3 Decades of Polaroids Show Vanishing DC Architecture

Polaroids taken by a D.C. man over almost three decades show the vanishing architecture of the city.

Chris Earnshaw took thousands of pictures and kept them. Now they are the centerpiece of a new museum exhibit.

As a young man in the 1960s, sometimes without a place of his own to live, Earnshaw feared his hometown was losing too much of its character in the name of progress.

“They were about to build the FBI building, and all these Victorian buildings were going to come tumbling down, so I had a sense that someone needed to capture it,” he said. “So I did that.”

A few years ago, Earnshaw met Joseph Mills, another photographer who chronicled D.C. over the same time period.
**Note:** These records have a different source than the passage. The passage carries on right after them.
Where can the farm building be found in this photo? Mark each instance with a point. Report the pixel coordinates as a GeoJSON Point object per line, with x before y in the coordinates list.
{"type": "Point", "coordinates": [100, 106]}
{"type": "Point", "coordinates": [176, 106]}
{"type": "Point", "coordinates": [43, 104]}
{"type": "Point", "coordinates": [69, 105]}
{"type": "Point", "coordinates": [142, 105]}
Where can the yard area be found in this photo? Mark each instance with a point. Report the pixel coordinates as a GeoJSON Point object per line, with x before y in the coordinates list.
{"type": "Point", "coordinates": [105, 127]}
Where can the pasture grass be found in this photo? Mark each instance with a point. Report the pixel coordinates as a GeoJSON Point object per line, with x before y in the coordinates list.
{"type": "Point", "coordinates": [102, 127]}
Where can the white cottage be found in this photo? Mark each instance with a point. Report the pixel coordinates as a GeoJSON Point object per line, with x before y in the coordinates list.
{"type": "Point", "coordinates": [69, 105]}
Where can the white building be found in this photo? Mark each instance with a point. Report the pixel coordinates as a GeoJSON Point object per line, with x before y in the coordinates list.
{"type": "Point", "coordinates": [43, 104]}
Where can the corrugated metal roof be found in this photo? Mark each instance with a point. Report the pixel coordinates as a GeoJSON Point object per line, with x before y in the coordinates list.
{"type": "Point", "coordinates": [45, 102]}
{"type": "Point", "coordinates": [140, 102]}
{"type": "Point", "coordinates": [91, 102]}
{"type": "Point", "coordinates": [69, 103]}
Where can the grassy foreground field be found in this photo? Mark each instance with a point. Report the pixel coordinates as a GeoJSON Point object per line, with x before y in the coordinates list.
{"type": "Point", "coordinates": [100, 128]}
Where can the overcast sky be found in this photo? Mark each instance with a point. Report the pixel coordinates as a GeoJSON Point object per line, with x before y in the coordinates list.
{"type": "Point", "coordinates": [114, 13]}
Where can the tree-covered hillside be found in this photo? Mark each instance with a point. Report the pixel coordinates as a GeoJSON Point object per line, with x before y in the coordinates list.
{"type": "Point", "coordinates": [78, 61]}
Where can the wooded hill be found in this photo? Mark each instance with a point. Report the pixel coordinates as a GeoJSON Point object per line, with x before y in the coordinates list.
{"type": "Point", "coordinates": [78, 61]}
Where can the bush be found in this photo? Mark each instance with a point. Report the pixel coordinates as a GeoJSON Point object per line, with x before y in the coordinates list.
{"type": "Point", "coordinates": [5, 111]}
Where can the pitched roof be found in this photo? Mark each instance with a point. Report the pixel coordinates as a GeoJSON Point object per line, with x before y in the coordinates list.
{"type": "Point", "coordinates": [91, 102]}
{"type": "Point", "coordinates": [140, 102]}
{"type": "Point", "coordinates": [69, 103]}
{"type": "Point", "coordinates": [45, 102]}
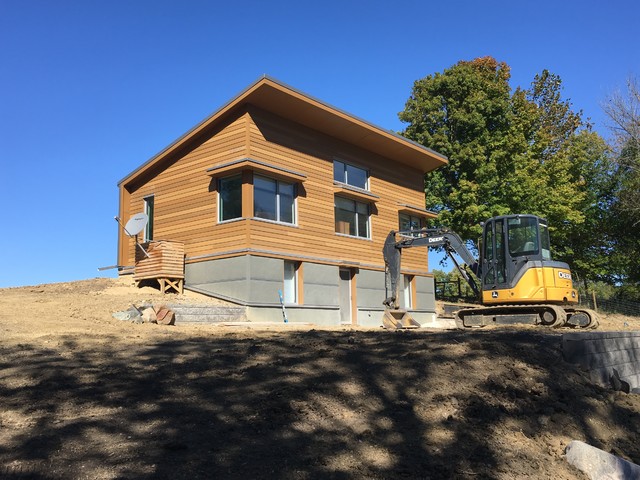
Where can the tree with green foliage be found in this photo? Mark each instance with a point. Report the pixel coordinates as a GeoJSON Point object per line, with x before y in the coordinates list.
{"type": "Point", "coordinates": [623, 109]}
{"type": "Point", "coordinates": [524, 151]}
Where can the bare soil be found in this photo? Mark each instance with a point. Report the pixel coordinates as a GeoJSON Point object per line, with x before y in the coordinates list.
{"type": "Point", "coordinates": [85, 396]}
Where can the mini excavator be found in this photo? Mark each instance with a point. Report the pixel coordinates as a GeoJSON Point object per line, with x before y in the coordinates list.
{"type": "Point", "coordinates": [519, 281]}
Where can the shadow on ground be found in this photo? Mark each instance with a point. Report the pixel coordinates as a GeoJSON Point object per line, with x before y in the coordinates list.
{"type": "Point", "coordinates": [316, 404]}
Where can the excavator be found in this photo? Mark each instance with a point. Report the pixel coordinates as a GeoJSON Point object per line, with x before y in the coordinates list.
{"type": "Point", "coordinates": [519, 282]}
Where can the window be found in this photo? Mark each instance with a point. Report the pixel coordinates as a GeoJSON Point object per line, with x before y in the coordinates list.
{"type": "Point", "coordinates": [352, 218]}
{"type": "Point", "coordinates": [290, 282]}
{"type": "Point", "coordinates": [350, 175]}
{"type": "Point", "coordinates": [148, 209]}
{"type": "Point", "coordinates": [230, 198]}
{"type": "Point", "coordinates": [409, 222]}
{"type": "Point", "coordinates": [273, 200]}
{"type": "Point", "coordinates": [407, 294]}
{"type": "Point", "coordinates": [523, 236]}
{"type": "Point", "coordinates": [545, 242]}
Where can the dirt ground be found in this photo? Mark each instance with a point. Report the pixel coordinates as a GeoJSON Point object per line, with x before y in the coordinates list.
{"type": "Point", "coordinates": [85, 396]}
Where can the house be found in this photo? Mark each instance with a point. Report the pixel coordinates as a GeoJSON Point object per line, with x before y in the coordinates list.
{"type": "Point", "coordinates": [279, 191]}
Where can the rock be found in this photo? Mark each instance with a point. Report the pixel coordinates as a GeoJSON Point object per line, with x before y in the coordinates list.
{"type": "Point", "coordinates": [164, 316]}
{"type": "Point", "coordinates": [598, 464]}
{"type": "Point", "coordinates": [618, 384]}
{"type": "Point", "coordinates": [130, 315]}
{"type": "Point", "coordinates": [149, 315]}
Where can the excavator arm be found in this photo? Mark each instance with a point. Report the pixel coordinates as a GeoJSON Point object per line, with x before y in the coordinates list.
{"type": "Point", "coordinates": [434, 237]}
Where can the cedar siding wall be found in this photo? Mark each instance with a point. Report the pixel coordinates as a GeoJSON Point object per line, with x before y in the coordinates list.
{"type": "Point", "coordinates": [186, 198]}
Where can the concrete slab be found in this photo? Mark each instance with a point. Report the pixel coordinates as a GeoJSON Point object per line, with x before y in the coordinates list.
{"type": "Point", "coordinates": [598, 464]}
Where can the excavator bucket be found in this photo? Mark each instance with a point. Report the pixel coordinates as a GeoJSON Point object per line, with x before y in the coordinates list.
{"type": "Point", "coordinates": [397, 319]}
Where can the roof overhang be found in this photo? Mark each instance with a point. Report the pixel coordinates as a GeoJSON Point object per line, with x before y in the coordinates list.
{"type": "Point", "coordinates": [276, 97]}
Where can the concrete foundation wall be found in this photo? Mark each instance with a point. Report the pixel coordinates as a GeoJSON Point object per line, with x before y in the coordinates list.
{"type": "Point", "coordinates": [370, 289]}
{"type": "Point", "coordinates": [254, 281]}
{"type": "Point", "coordinates": [425, 294]}
{"type": "Point", "coordinates": [600, 352]}
{"type": "Point", "coordinates": [316, 316]}
{"type": "Point", "coordinates": [227, 277]}
{"type": "Point", "coordinates": [321, 285]}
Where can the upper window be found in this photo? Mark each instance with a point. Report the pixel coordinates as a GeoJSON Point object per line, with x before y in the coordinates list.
{"type": "Point", "coordinates": [290, 289]}
{"type": "Point", "coordinates": [410, 222]}
{"type": "Point", "coordinates": [352, 218]}
{"type": "Point", "coordinates": [350, 175]}
{"type": "Point", "coordinates": [230, 195]}
{"type": "Point", "coordinates": [273, 200]}
{"type": "Point", "coordinates": [149, 210]}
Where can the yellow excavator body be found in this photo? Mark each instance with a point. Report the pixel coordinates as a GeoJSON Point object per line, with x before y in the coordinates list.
{"type": "Point", "coordinates": [537, 285]}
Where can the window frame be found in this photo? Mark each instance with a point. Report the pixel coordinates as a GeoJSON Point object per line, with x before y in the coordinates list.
{"type": "Point", "coordinates": [344, 176]}
{"type": "Point", "coordinates": [356, 220]}
{"type": "Point", "coordinates": [149, 210]}
{"type": "Point", "coordinates": [421, 223]}
{"type": "Point", "coordinates": [278, 200]}
{"type": "Point", "coordinates": [294, 282]}
{"type": "Point", "coordinates": [220, 200]}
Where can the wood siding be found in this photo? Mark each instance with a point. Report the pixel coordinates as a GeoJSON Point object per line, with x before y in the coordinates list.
{"type": "Point", "coordinates": [186, 198]}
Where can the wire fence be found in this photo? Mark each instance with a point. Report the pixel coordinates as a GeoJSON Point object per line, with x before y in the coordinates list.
{"type": "Point", "coordinates": [611, 305]}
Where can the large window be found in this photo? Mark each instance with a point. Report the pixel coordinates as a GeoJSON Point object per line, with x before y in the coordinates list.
{"type": "Point", "coordinates": [273, 200]}
{"type": "Point", "coordinates": [352, 218]}
{"type": "Point", "coordinates": [230, 195]}
{"type": "Point", "coordinates": [350, 175]}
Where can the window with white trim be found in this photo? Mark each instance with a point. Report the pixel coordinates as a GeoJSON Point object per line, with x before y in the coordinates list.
{"type": "Point", "coordinates": [149, 204]}
{"type": "Point", "coordinates": [290, 287]}
{"type": "Point", "coordinates": [410, 222]}
{"type": "Point", "coordinates": [273, 200]}
{"type": "Point", "coordinates": [350, 175]}
{"type": "Point", "coordinates": [352, 218]}
{"type": "Point", "coordinates": [230, 198]}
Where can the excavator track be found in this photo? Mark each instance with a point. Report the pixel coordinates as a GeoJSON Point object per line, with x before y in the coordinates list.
{"type": "Point", "coordinates": [554, 316]}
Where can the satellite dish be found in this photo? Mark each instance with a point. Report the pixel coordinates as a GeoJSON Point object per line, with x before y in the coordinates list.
{"type": "Point", "coordinates": [136, 224]}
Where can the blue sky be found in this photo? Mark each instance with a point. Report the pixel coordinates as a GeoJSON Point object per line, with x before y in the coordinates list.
{"type": "Point", "coordinates": [90, 90]}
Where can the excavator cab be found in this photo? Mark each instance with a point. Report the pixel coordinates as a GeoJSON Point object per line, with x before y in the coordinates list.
{"type": "Point", "coordinates": [516, 264]}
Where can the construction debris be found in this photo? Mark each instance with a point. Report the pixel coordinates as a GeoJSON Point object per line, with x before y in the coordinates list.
{"type": "Point", "coordinates": [147, 314]}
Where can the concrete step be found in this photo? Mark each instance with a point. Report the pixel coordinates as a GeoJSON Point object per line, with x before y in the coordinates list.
{"type": "Point", "coordinates": [207, 313]}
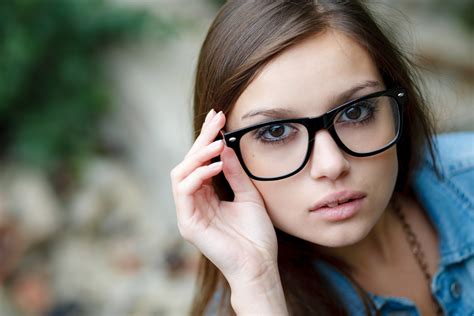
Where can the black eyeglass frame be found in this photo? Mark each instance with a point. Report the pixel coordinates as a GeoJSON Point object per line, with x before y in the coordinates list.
{"type": "Point", "coordinates": [314, 124]}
Mills saw something special in Earnshaw’s photos.

“Initially we really didn’t see the brilliance, the savant nature of Chris,” Mills said. “One of the finest photographers I’ve ever met.”

Mills told Earnshaw he could use modern technology to bring his Polaroids to a mainstream audience.

“Well, that’s when he dropped 3,000 Polaroids in my lap,” Mills said.

Now, the two men, unique characters with strong personalities who get along like brothers, have their photos as part of the Historical Society of Washington’s District 2 exhibit at the National Building Museum.

Earnshaw gives walking tours of downtown, and he and Mills are working on restoring more of Earnshaw’s Polaroids.

“Trying to show the new people what was here, what they missed,” Earnshaw said.